Proof of Theorem madefi

Dummy variables 𝑥 𝑦 are mutually distinct and distinct from all other variables.

Step	Hyp	Ref	Expression
1		fveq2 6905	. . 3 ⊢ (𝑥 = 𝑦 → ( M ‘𝑥) = ( M ‘𝑦))
2	1	eleq1d 2825	. 2 ⊢ (𝑥 = 𝑦 → (( M ‘𝑥) ∈ Fin ↔ ( M ‘𝑦) ∈ Fin))
3		fveq2 6905	. . 3 ⊢ (𝑥 = 𝐴 → ( M ‘𝑥) = ( M ‘𝐴))
4	3	eleq1d 2825	. 2 ⊢ (𝑥 = 𝐴 → (( M ‘𝑥) ∈ Fin ↔ ( M ‘𝐴) ∈ Fin))
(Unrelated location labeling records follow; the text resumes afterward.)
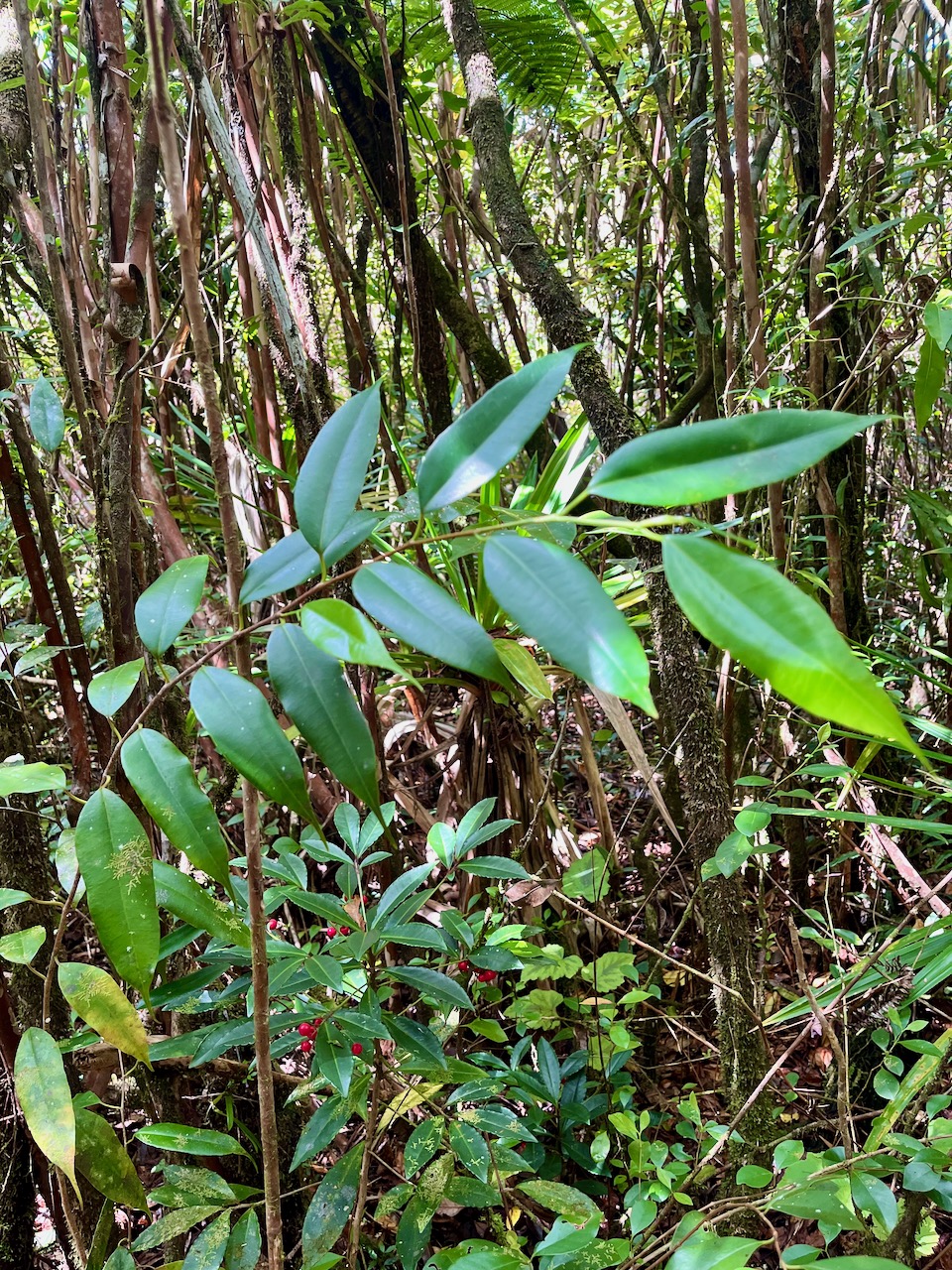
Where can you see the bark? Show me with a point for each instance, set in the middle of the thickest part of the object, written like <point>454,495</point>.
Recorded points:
<point>684,698</point>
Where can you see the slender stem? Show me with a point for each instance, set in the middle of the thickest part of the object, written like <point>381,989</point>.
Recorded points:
<point>188,264</point>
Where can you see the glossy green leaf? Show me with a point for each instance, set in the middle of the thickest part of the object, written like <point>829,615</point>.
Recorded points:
<point>343,631</point>
<point>431,983</point>
<point>109,690</point>
<point>48,421</point>
<point>426,617</point>
<point>208,1250</point>
<point>166,781</point>
<point>492,432</point>
<point>246,733</point>
<point>193,905</point>
<point>104,1161</point>
<point>31,779</point>
<point>778,633</point>
<point>245,1243</point>
<point>929,380</point>
<point>315,694</point>
<point>333,474</point>
<point>321,1129</point>
<point>100,1002</point>
<point>701,461</point>
<point>189,1141</point>
<point>168,606</point>
<point>22,947</point>
<point>290,563</point>
<point>44,1093</point>
<point>708,1251</point>
<point>9,897</point>
<point>116,862</point>
<point>331,1206</point>
<point>560,602</point>
<point>524,667</point>
<point>172,1224</point>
5		nnon 7894	. . . . . 6 ⊢ (𝑥 ∈ ω → 𝑥 ∈ On)
6		madeval 27892	. . . . . 6 ⊢ (𝑥 ∈ On → ( M ‘𝑥) = ( |s “ (𝒫 ∪ ( M “ 𝑥) × 𝒫 ∪ ( M “ 𝑥))))
7	5, 6	syl 17	. . . . 5 ⊢ (𝑥 ∈ ω → ( M ‘𝑥) = ( |s “ (𝒫 ∪ ( M “ 𝑥) × 𝒫 ∪ ( M “ 𝑥))))
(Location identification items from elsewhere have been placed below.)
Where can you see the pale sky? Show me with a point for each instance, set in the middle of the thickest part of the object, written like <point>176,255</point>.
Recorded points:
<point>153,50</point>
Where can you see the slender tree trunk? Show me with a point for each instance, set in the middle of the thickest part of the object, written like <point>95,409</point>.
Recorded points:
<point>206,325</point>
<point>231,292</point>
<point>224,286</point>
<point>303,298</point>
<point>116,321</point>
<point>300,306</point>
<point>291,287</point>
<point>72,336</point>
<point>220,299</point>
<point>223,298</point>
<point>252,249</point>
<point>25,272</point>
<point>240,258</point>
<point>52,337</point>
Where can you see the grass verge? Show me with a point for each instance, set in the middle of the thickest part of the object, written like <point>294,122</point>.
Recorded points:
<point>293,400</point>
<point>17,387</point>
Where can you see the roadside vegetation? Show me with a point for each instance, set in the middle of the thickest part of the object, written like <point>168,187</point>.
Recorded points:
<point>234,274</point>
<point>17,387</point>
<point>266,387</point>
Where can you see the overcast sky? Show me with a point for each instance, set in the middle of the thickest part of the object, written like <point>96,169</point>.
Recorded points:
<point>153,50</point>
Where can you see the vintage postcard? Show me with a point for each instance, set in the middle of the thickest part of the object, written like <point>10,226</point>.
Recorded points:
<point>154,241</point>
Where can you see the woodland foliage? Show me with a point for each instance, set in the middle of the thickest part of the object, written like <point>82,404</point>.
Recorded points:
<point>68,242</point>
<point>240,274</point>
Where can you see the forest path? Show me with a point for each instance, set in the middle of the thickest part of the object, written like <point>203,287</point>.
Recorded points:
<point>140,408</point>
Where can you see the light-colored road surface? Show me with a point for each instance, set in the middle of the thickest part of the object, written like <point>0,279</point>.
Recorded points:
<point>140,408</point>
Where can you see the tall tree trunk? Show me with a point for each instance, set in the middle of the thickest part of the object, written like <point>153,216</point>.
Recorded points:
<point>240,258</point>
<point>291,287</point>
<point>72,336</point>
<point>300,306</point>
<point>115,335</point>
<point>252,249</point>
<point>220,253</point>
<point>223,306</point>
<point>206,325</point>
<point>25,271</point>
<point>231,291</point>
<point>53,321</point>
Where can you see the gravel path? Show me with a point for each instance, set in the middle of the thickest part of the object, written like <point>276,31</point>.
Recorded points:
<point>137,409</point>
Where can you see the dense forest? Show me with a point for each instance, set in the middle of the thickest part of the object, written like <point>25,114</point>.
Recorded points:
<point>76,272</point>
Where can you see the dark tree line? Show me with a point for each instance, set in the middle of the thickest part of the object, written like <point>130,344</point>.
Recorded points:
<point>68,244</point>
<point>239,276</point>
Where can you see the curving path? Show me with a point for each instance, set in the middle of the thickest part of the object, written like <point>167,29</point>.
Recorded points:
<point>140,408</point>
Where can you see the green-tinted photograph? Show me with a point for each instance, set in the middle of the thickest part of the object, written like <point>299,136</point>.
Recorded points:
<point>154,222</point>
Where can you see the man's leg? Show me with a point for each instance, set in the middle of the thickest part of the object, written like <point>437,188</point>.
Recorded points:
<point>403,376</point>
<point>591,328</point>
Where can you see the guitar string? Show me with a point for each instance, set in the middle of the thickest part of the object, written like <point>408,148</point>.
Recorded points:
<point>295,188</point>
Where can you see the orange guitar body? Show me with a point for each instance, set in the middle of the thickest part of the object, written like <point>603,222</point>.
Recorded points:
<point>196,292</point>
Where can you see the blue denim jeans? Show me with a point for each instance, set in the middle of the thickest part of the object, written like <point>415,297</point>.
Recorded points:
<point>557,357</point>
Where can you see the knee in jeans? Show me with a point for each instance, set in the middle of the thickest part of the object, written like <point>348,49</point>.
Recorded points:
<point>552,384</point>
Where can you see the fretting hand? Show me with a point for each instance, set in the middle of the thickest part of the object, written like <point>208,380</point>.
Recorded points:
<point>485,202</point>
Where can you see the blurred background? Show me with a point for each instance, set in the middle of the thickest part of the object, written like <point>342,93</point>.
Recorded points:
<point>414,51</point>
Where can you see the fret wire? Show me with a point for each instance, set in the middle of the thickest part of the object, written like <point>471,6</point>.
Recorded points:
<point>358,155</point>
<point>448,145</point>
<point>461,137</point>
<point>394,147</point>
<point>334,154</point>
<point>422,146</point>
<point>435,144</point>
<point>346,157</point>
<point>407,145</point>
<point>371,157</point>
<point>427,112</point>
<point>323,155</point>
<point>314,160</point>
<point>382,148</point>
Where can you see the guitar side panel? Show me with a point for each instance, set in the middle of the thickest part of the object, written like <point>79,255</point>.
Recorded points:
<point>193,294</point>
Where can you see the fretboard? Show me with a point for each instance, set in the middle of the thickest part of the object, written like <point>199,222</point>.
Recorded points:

8	7	adantr 480	. . . 4 ⊢ ((𝑥 ∈ ω ∧ ∀𝑦 ∈ 𝑥 ( M ‘𝑦) ∈ Fin) → ( M ‘𝑥) = ( |s “ (𝒫 ∪ ( M “ 𝑥) × 𝒫 ∪ ( M “ 𝑥))))
9		madef 27896	. . . . . . . . . . 11 ⊢ M :On⟶𝒫 No
10		ffun 6738	. . . . . . . . . . 11 ⊢ ( M :On⟶𝒫 No → Fun M )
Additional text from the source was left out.